Multiple accounts per user are not permitted, and neither is collaboration or membership across multiple teams. Individuals and their submissions originating from multiple accounts will be disqualified.

Code must not be shared privately outside of a team. Any code that is shared, must be made available to all competition participants through the platform. (i.e. on the discussion boards).

Datasets and packages

The solution must use publicly-available, open-source packages only. Your models should not use any of the metadata provided.

You may use only the datasets provided for this competition. Automated machine learning tools such as automl are not permitted.

If the challenge is a computer vision challenge, image metadata (Image size, aspect ratio, pixel count, etc) may not be used in your submission.

You may use pretrained models as long as they are openly available to everyone.

The data used in this competition is the sole property of Zindi and the competition host. You may not transmit, duplicate, publish, redistribute or otherwise provide or make available any competition data to any party not participating in the Competition (this includes uploading the data to any public site such as Kaggle or GitHub). You may upload, store and work with the data on any cloud platform such as Google Colab, AWS or similar, as long as 1) the data remains private and 2) doing so does not contravene Zindi’s rules of use.
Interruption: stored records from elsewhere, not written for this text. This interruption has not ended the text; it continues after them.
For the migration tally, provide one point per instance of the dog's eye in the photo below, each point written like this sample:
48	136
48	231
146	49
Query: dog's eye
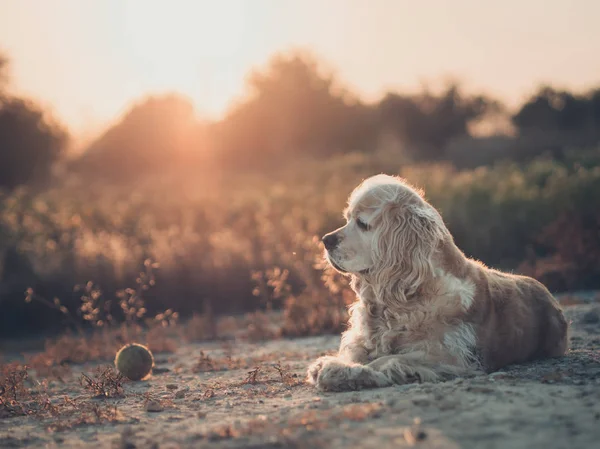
362	225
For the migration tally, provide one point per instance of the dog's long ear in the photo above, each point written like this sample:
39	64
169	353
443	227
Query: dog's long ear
406	240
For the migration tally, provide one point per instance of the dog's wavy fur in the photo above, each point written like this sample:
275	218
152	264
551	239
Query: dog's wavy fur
425	311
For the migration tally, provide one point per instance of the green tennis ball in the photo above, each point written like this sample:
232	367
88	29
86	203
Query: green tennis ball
134	361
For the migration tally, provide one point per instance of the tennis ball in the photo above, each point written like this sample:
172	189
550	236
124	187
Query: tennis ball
134	361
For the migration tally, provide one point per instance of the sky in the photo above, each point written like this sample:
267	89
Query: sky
88	60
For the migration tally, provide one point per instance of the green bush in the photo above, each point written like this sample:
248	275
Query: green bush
227	238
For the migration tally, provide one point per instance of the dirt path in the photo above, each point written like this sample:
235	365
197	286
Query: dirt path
211	400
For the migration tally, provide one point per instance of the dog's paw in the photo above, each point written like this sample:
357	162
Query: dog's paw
336	375
315	368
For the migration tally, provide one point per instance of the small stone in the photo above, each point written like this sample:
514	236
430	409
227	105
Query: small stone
154	406
421	400
591	316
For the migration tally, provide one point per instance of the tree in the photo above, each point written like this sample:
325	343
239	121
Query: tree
552	110
30	141
427	122
157	132
293	107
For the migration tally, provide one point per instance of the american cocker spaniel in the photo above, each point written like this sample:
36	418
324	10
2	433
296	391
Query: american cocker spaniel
426	312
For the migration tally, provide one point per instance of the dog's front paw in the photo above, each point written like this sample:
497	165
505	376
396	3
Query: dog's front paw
315	368
336	375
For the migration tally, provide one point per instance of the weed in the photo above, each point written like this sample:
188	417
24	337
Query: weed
105	384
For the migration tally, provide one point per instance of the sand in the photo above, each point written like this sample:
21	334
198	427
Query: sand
206	395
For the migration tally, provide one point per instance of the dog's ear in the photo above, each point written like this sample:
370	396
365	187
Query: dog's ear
405	243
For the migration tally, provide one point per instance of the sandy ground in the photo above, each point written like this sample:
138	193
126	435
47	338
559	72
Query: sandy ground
211	400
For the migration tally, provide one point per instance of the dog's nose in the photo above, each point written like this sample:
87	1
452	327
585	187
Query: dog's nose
330	240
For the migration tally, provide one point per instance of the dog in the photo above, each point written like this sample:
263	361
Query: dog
425	312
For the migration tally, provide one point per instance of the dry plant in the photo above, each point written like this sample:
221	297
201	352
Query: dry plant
13	390
106	383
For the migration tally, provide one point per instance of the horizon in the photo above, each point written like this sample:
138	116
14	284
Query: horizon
108	54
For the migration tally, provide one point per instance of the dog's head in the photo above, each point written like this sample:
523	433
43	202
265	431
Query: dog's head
390	235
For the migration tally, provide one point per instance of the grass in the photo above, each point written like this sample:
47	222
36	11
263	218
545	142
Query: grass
220	244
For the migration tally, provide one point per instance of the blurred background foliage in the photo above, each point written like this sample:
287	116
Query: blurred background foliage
231	210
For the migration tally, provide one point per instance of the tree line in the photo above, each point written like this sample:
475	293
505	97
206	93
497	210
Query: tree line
292	107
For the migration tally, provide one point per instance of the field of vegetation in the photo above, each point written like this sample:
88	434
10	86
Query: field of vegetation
235	242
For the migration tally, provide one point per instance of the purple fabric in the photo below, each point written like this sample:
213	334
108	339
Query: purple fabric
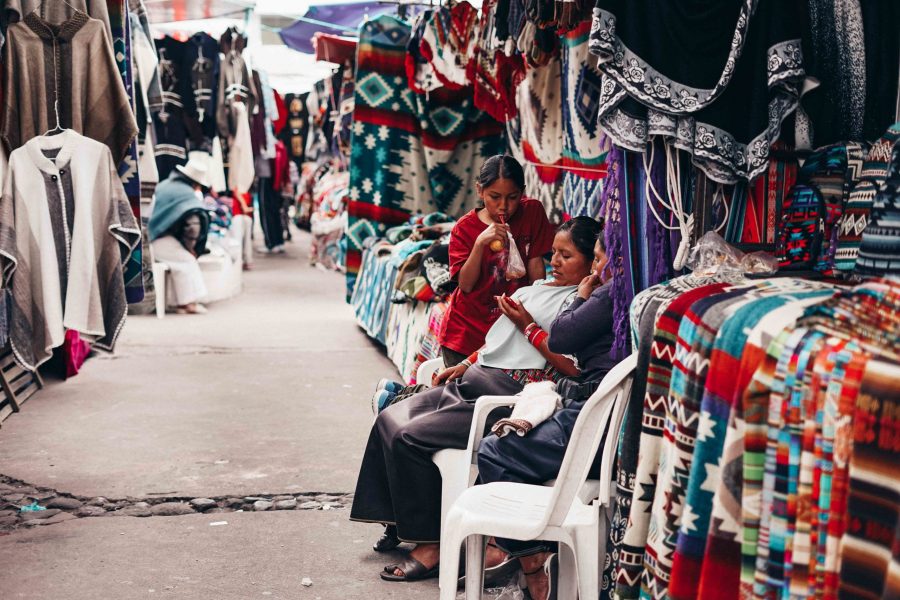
346	16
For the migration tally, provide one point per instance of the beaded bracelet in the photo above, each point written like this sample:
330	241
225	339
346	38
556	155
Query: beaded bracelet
537	337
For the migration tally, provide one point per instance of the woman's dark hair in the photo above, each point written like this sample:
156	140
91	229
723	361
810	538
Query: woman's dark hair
600	237
584	232
501	166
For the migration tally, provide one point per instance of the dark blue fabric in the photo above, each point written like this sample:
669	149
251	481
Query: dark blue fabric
346	16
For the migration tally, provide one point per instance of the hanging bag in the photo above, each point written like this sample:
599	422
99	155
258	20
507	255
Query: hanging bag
515	266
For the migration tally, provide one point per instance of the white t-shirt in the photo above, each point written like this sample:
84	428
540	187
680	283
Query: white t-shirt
505	346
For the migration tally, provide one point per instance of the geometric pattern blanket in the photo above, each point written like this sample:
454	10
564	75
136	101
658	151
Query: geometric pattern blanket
409	153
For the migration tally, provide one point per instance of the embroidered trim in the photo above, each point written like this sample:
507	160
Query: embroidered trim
648	85
723	158
65	30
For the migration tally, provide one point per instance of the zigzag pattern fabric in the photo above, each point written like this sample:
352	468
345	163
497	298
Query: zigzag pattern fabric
409	153
762	403
120	25
862	197
584	146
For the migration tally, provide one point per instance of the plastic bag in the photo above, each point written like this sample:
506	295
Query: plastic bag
712	254
515	266
759	263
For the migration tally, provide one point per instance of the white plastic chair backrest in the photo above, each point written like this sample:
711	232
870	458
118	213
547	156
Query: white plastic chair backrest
428	369
589	428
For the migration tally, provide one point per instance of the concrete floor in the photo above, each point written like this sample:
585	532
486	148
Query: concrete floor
267	394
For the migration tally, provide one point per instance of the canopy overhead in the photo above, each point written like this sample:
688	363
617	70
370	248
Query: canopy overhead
334	49
332	19
167	11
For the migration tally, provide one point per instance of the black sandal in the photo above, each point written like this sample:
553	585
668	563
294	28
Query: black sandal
551	569
412	569
496	576
388	541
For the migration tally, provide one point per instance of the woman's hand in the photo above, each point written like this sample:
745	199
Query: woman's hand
448	375
494	232
515	312
588	285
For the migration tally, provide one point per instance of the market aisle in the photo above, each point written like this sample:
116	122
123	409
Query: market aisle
266	394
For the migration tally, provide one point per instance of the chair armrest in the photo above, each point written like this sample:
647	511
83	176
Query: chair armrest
483	408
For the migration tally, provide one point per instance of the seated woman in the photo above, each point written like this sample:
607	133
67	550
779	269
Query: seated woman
584	330
398	484
178	228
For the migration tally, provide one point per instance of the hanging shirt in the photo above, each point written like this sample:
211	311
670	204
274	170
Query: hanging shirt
470	315
92	97
505	346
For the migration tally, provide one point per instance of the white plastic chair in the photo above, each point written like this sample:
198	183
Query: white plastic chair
534	512
457	471
160	271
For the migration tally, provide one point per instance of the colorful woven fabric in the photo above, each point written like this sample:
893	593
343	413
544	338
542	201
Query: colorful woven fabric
627	559
719	392
637	562
870	548
409	153
695	339
861	198
120	26
495	76
879	248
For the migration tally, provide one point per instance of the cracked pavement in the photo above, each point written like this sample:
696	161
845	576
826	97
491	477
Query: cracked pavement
266	397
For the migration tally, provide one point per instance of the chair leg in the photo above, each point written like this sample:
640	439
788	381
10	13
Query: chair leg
475	566
449	566
567	582
159	283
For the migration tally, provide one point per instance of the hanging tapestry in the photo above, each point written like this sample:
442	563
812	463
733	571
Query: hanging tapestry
712	83
538	142
120	26
862	196
495	75
584	146
409	153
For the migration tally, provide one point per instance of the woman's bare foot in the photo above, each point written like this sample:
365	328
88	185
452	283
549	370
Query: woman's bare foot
535	576
427	554
494	555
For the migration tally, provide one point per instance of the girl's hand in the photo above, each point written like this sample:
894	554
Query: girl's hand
588	285
495	232
448	375
515	312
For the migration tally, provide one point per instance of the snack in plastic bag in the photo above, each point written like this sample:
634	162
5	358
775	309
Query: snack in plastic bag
515	266
712	254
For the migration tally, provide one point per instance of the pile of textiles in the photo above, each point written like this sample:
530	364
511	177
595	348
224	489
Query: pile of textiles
758	456
328	220
403	278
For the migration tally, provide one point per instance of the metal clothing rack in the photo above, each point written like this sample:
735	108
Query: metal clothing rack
17	384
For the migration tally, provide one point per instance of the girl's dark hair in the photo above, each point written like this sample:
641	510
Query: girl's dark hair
501	166
584	231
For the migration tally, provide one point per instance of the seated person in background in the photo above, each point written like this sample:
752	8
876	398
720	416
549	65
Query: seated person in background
178	228
398	484
584	330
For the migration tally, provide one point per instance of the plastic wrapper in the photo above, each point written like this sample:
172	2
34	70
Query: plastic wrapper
515	266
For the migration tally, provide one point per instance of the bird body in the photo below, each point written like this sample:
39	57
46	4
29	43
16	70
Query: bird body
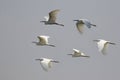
46	63
51	20
102	45
43	40
77	53
83	22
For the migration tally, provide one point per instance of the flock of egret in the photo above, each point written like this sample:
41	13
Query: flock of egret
46	63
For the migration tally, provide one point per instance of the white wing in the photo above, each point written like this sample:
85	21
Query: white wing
102	44
87	23
46	18
43	39
76	51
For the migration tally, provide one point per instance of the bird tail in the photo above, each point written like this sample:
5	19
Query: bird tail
60	24
112	43
86	56
93	25
55	61
51	45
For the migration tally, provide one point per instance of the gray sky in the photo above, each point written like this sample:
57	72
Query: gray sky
19	26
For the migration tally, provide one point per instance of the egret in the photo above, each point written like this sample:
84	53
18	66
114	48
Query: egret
102	45
77	53
83	22
52	18
46	63
43	41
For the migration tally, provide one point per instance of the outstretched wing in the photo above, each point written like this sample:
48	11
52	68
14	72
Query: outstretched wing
80	27
46	18
52	15
87	23
43	39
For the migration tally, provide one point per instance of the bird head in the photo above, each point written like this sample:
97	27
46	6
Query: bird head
96	40
39	59
75	20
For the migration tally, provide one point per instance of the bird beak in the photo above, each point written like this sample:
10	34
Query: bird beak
38	59
33	42
75	20
42	21
55	61
69	54
95	40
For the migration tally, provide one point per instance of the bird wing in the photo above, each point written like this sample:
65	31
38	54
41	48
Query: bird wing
104	48
80	27
52	15
46	18
87	23
76	51
43	39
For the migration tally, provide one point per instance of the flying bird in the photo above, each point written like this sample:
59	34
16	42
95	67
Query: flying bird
77	53
46	63
43	41
83	22
51	19
102	45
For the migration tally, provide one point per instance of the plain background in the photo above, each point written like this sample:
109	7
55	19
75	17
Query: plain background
20	25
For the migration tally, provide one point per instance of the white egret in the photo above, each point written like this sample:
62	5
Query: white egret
52	18
77	53
46	63
43	41
102	45
83	22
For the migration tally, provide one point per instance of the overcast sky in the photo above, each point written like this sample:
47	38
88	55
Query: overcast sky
20	25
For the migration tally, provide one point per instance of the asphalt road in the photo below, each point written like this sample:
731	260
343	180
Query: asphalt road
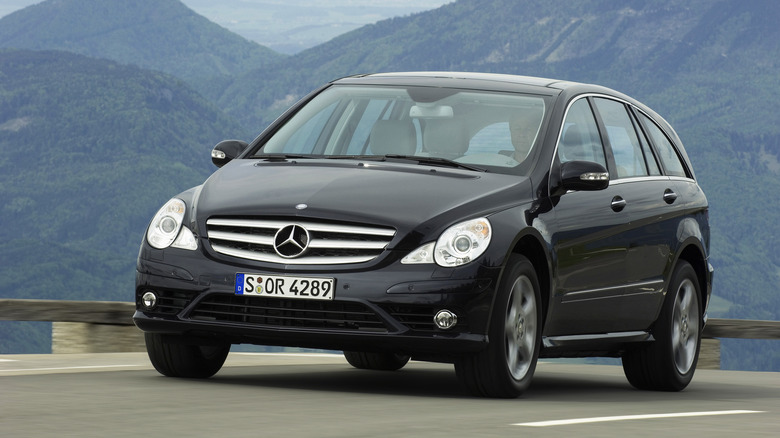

You must notify Zindi immediately upon learning of any unauthorised transmission of or unauthorised access to the competition data, and work with Zindi to rectify any unauthorised transmission or access.

Your solution must not infringe the rights of any third party.

Submissions and winning

You may make a maximum of 10 submissions per day.

Note that to count, your submission must first pass processing. If your submission fails during the processing step, it will not be counted and not receive a score; nor will it count against your daily submission limit. If you encounter problems with your submission file, your best course of action is to ask for advice on the Competition’s discussion forum.

Note that there is no public/private leaderboard split for this challenge. Read more about public and private leaderboards in this post.

You acknowledge and agree that Zindi may, without any obligation to do so, remove or disqualify an individual, team, or account if Zindi believes that such individual, team, or account is in violation of these rules. Entry into this competition constitutes your acceptance of these official competition rules.

Zindi also reserves the right to disqualify you and/or your submissions from any competition if we believe that you violated the rules or violated the spirit of the competition or the platform in any other way. The disqualifications are irrespective of your position on the leaderboard and completely at the discretion of Zindi.

Please refer to the FAQs and Terms of Use for additional rules that may apply to this competition. We reserve the right to update these rules at any time.